Praktik-praktik terbaik yang bisa dilakukan ketika berinteraksi dengan hiu paus ini, diantaranya para pelaku wisata dapat melakukan aktivitas pariwisata yang dapat menguntungkan namun tetap memenuhi standar keselamatan pelanggan; meminimalisir dampak terhadap spesies-spesies target dan habitatnya melalui penerapan code of conduct (kode etik) yang sesuai; membangun hubungan baik dengan masyarakat lokal; serta memiliki budaya yang selalu memperbaiki diri dan taat kepada peraturan.

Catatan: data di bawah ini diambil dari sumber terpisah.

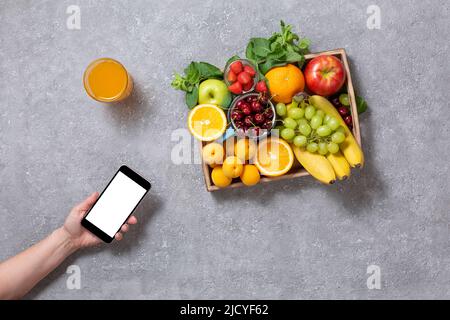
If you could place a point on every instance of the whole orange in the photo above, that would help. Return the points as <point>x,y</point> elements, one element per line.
<point>285,82</point>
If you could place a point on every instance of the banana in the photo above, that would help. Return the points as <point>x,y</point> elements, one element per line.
<point>350,147</point>
<point>340,165</point>
<point>317,165</point>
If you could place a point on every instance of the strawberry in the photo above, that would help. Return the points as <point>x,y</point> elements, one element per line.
<point>261,86</point>
<point>250,71</point>
<point>237,67</point>
<point>248,86</point>
<point>244,78</point>
<point>235,88</point>
<point>231,76</point>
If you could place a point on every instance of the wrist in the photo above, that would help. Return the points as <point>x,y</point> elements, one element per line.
<point>66,240</point>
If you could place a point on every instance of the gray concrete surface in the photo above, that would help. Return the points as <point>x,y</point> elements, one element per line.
<point>290,240</point>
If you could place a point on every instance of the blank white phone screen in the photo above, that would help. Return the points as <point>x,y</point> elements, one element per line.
<point>115,204</point>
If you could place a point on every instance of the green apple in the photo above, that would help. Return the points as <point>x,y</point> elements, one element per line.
<point>214,91</point>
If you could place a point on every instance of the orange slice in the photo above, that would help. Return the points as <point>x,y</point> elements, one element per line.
<point>207,122</point>
<point>274,157</point>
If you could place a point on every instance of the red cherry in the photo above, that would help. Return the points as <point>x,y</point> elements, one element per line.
<point>343,111</point>
<point>235,88</point>
<point>268,113</point>
<point>237,67</point>
<point>256,106</point>
<point>239,124</point>
<point>231,76</point>
<point>250,71</point>
<point>239,104</point>
<point>259,118</point>
<point>261,86</point>
<point>335,102</point>
<point>249,121</point>
<point>236,116</point>
<point>248,86</point>
<point>348,121</point>
<point>267,124</point>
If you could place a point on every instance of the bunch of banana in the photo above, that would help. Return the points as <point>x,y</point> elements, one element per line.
<point>327,168</point>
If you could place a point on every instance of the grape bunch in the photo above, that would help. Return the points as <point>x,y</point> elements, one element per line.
<point>305,126</point>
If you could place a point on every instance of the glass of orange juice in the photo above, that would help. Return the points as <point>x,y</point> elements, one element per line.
<point>107,80</point>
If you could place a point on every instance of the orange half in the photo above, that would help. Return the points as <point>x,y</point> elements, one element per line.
<point>274,157</point>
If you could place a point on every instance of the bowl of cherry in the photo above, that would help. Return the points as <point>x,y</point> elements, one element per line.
<point>252,114</point>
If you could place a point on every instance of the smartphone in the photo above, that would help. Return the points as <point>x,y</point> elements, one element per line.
<point>116,204</point>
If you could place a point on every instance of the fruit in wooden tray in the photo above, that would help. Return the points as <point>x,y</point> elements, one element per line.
<point>219,178</point>
<point>232,167</point>
<point>325,75</point>
<point>316,164</point>
<point>250,175</point>
<point>274,157</point>
<point>349,147</point>
<point>285,82</point>
<point>207,122</point>
<point>213,153</point>
<point>245,149</point>
<point>213,91</point>
<point>253,112</point>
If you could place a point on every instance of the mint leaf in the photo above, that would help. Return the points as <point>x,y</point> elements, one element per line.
<point>192,97</point>
<point>208,71</point>
<point>361,105</point>
<point>233,58</point>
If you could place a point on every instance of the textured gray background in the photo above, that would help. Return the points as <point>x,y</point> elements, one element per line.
<point>295,239</point>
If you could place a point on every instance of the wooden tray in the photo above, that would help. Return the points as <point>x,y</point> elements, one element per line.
<point>297,170</point>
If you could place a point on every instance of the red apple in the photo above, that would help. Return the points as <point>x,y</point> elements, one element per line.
<point>325,75</point>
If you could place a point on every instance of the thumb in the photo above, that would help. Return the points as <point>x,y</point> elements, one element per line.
<point>88,202</point>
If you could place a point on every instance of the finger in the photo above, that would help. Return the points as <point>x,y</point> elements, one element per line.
<point>124,228</point>
<point>88,202</point>
<point>132,220</point>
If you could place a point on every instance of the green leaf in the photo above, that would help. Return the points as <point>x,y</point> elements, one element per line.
<point>269,64</point>
<point>192,97</point>
<point>304,44</point>
<point>292,56</point>
<point>261,46</point>
<point>233,58</point>
<point>208,71</point>
<point>361,104</point>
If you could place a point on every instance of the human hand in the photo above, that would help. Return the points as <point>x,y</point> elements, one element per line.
<point>80,236</point>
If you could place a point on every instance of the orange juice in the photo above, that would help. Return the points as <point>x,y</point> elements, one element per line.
<point>107,80</point>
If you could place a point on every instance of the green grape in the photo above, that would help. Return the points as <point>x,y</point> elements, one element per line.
<point>300,141</point>
<point>312,147</point>
<point>332,147</point>
<point>337,137</point>
<point>316,122</point>
<point>309,112</point>
<point>341,129</point>
<point>296,113</point>
<point>343,98</point>
<point>323,150</point>
<point>320,113</point>
<point>304,129</point>
<point>287,134</point>
<point>281,109</point>
<point>290,123</point>
<point>323,131</point>
<point>333,123</point>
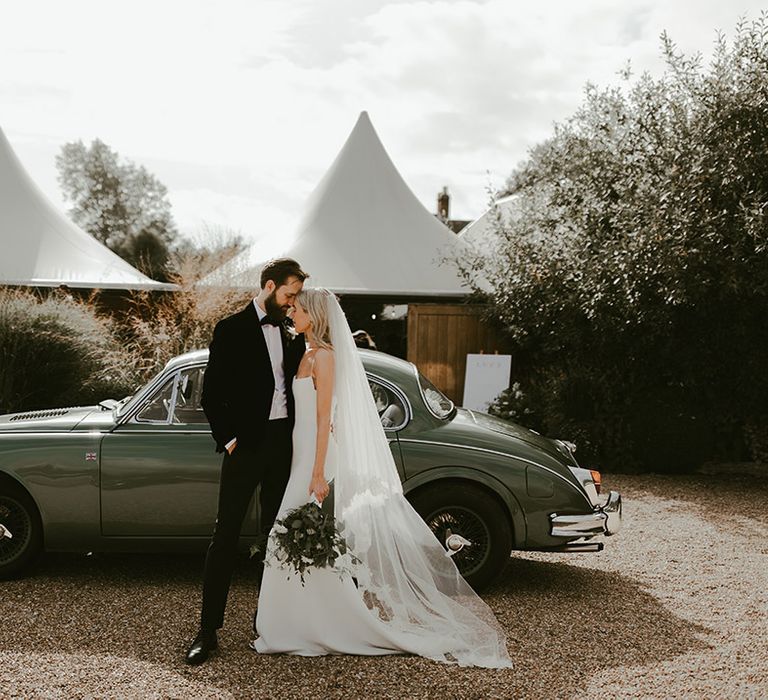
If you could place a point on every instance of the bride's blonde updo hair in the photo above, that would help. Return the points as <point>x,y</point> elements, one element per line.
<point>314,300</point>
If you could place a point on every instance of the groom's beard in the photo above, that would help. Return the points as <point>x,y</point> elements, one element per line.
<point>274,310</point>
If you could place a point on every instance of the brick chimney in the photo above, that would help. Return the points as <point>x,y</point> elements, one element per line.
<point>443,205</point>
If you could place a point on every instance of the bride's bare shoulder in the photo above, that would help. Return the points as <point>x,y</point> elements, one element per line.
<point>323,359</point>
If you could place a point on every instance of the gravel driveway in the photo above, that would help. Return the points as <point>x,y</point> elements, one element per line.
<point>676,606</point>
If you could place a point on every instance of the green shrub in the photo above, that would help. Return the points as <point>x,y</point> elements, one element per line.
<point>633,279</point>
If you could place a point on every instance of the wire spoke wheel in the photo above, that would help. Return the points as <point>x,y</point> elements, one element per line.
<point>455,510</point>
<point>458,520</point>
<point>15,517</point>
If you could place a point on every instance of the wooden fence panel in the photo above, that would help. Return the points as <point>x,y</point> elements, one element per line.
<point>439,338</point>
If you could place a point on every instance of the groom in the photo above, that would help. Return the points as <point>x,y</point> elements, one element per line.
<point>249,405</point>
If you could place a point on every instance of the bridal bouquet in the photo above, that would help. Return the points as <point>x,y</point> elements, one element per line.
<point>309,537</point>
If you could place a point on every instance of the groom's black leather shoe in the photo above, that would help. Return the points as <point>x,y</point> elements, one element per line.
<point>204,644</point>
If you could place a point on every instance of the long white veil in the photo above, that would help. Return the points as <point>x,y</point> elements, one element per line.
<point>404,575</point>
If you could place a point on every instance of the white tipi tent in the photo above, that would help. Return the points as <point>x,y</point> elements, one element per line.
<point>363,232</point>
<point>43,248</point>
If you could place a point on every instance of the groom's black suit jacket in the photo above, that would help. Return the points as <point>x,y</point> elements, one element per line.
<point>238,384</point>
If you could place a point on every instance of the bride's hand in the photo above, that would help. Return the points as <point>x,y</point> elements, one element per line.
<point>319,486</point>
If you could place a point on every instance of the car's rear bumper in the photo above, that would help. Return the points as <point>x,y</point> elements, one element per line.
<point>604,520</point>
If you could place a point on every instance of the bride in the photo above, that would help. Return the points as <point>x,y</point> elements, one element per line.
<point>404,594</point>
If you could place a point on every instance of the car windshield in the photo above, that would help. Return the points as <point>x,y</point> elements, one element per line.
<point>437,402</point>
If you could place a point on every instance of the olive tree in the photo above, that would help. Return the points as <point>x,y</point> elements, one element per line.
<point>633,279</point>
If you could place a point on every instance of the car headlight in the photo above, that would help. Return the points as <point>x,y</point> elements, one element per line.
<point>590,481</point>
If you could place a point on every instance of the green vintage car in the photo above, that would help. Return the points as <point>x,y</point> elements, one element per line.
<point>142,475</point>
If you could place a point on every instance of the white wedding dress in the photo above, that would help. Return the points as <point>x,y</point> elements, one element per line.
<point>327,614</point>
<point>406,596</point>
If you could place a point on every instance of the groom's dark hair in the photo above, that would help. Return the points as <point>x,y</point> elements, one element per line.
<point>279,270</point>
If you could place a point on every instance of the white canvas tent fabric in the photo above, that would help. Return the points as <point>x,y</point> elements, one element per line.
<point>43,248</point>
<point>481,233</point>
<point>363,232</point>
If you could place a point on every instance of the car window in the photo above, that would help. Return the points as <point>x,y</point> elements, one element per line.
<point>389,406</point>
<point>157,408</point>
<point>188,407</point>
<point>437,402</point>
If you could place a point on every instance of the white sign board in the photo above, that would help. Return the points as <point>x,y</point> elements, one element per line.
<point>486,377</point>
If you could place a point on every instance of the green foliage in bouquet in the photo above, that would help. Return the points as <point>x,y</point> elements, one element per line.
<point>309,537</point>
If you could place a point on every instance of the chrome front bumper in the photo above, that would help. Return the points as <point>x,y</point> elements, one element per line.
<point>604,520</point>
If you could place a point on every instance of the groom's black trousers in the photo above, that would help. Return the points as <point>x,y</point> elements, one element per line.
<point>268,463</point>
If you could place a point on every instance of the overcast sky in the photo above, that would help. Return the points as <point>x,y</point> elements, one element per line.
<point>240,107</point>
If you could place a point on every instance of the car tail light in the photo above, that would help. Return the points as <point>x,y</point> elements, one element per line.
<point>597,479</point>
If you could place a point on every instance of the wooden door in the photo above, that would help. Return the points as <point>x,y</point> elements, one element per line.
<point>439,338</point>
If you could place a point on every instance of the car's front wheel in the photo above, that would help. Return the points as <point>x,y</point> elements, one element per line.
<point>21,536</point>
<point>476,516</point>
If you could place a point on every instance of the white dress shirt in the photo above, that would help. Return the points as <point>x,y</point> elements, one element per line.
<point>279,408</point>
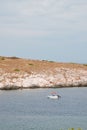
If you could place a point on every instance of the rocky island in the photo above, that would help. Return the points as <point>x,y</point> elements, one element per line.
<point>21,73</point>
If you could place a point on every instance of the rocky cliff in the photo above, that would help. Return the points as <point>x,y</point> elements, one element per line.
<point>22,73</point>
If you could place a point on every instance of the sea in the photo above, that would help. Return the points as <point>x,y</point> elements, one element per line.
<point>30,109</point>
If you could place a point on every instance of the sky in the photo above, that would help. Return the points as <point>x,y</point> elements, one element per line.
<point>54,30</point>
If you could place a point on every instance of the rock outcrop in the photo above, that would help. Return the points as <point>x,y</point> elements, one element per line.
<point>55,76</point>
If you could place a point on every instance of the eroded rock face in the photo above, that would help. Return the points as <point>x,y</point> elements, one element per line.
<point>63,77</point>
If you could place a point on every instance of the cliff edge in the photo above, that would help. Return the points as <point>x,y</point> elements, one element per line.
<point>18,73</point>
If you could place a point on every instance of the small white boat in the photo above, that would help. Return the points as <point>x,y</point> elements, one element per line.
<point>53,96</point>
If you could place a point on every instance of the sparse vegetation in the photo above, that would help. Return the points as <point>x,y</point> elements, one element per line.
<point>85,64</point>
<point>2,58</point>
<point>30,64</point>
<point>17,70</point>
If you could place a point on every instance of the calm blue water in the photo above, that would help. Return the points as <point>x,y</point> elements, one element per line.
<point>32,110</point>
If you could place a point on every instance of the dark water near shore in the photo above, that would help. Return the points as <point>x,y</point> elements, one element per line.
<point>32,110</point>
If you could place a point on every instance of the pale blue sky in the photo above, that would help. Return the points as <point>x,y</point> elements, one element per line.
<point>53,30</point>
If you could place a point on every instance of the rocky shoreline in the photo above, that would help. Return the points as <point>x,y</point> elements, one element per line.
<point>54,77</point>
<point>63,78</point>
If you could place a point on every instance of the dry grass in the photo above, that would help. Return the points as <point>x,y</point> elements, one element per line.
<point>14,64</point>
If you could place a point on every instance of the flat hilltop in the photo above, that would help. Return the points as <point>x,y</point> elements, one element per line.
<point>27,73</point>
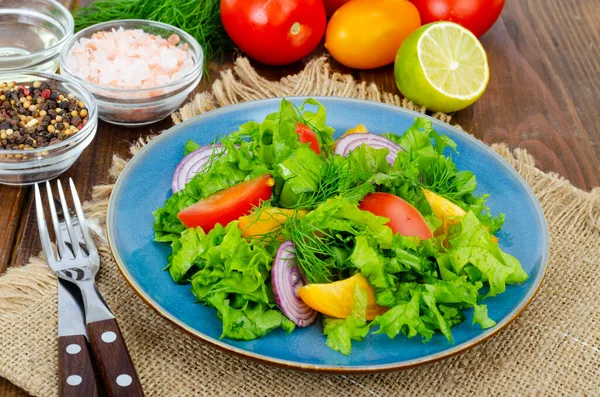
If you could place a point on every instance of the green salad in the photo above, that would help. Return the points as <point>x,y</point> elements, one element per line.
<point>278,225</point>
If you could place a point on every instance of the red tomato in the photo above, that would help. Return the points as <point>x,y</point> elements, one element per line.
<point>476,15</point>
<point>229,204</point>
<point>275,32</point>
<point>308,136</point>
<point>404,218</point>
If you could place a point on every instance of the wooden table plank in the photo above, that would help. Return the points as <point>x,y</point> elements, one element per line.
<point>11,205</point>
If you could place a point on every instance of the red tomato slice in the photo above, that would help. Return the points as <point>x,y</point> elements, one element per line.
<point>229,204</point>
<point>404,218</point>
<point>308,136</point>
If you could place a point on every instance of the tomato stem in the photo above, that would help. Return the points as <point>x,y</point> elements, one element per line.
<point>295,28</point>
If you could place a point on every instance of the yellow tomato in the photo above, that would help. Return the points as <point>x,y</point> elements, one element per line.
<point>335,299</point>
<point>366,34</point>
<point>447,211</point>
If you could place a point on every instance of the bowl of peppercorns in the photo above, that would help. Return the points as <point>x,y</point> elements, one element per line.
<point>46,121</point>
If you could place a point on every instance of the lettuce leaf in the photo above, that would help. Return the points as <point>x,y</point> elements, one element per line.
<point>471,247</point>
<point>252,321</point>
<point>341,332</point>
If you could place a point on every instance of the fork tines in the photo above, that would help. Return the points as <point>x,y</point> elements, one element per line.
<point>68,243</point>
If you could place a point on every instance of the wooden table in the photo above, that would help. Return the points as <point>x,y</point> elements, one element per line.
<point>543,96</point>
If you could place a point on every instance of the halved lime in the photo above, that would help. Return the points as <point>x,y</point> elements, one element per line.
<point>442,66</point>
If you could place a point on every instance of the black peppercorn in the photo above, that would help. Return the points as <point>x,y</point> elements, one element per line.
<point>29,117</point>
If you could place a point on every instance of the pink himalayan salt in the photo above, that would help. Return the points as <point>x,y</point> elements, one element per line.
<point>129,59</point>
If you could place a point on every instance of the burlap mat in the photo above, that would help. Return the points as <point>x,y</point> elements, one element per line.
<point>553,348</point>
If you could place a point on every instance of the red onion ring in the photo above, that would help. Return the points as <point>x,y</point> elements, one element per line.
<point>350,142</point>
<point>286,279</point>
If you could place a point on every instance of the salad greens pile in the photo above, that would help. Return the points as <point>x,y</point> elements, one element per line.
<point>426,284</point>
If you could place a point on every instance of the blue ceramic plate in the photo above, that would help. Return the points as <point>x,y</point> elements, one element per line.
<point>145,184</point>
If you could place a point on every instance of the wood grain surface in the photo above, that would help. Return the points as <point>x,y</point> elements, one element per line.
<point>543,96</point>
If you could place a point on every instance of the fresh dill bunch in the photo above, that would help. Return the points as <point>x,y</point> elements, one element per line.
<point>312,246</point>
<point>199,18</point>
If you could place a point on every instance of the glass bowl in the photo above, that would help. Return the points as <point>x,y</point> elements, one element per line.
<point>32,33</point>
<point>137,107</point>
<point>24,167</point>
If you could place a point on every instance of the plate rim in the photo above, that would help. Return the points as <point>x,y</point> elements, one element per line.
<point>334,369</point>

Adapun hal-hal yang perlu diperhatikan ketika berinteraksi dengan hiu paus diantaranya: Kapal harus mengurangi kecepatan, maksimum 10 knot dalam 1 km dan 2 knot dalam jarak jarak 50 m dari bagan dengan hiu paus; Mesin kapal dalam keadaan mati dengan maksimal 4 kapal di 1 bagan; Jumlah maksimal snorkeler di dalam air adalah 6 orang dalam 1 grup dengan interaksi maksimal 15 menit; Pemandu berperan sebagai pemimpin turun pertama kali diikuti para wisatawan dengan tenang tanpa melompat; Jumlah wisatawan maksimal dalam satu bagan tiap harinya adalah 40 snorkeler; Pergantian group diatur melalui koordinasi antar pemandu dengan mempertimbangkan seluruh jumlah maksimal snorkeler dan durasi maksimal berwisata; Wisatawan dilarang menggunakan strobe atau flash saat menggunakan kamera, dilarang melakukan provokasi, mengeluarkan suara keras, melakukan gerakan mendadak, menyentuh/mengejar/menunggangi hiu paus, memberi makan hiu paus, maupun membuang sampah di laut; Snorkeler harus segera berenang kembali menuju perahu sesuai dengan durasi kunjungan; Pemandu menjadi snorkeler terakhir yang naik ke perahu.
“Saya secara pribadi juga baru tahu bahwa salah satu praktik terbaik dalam berinteraksi dengan hiu paus ini, khususnya meminimalisir dampak gangguan terhadap habitat dan ikannya yaitu tidak boleh memancing pada pagi hari, dimana saat itu merupakan waktunya hiu tutul lebih banyak beraktivitas di sekitar bagan” imbuh Rahmat.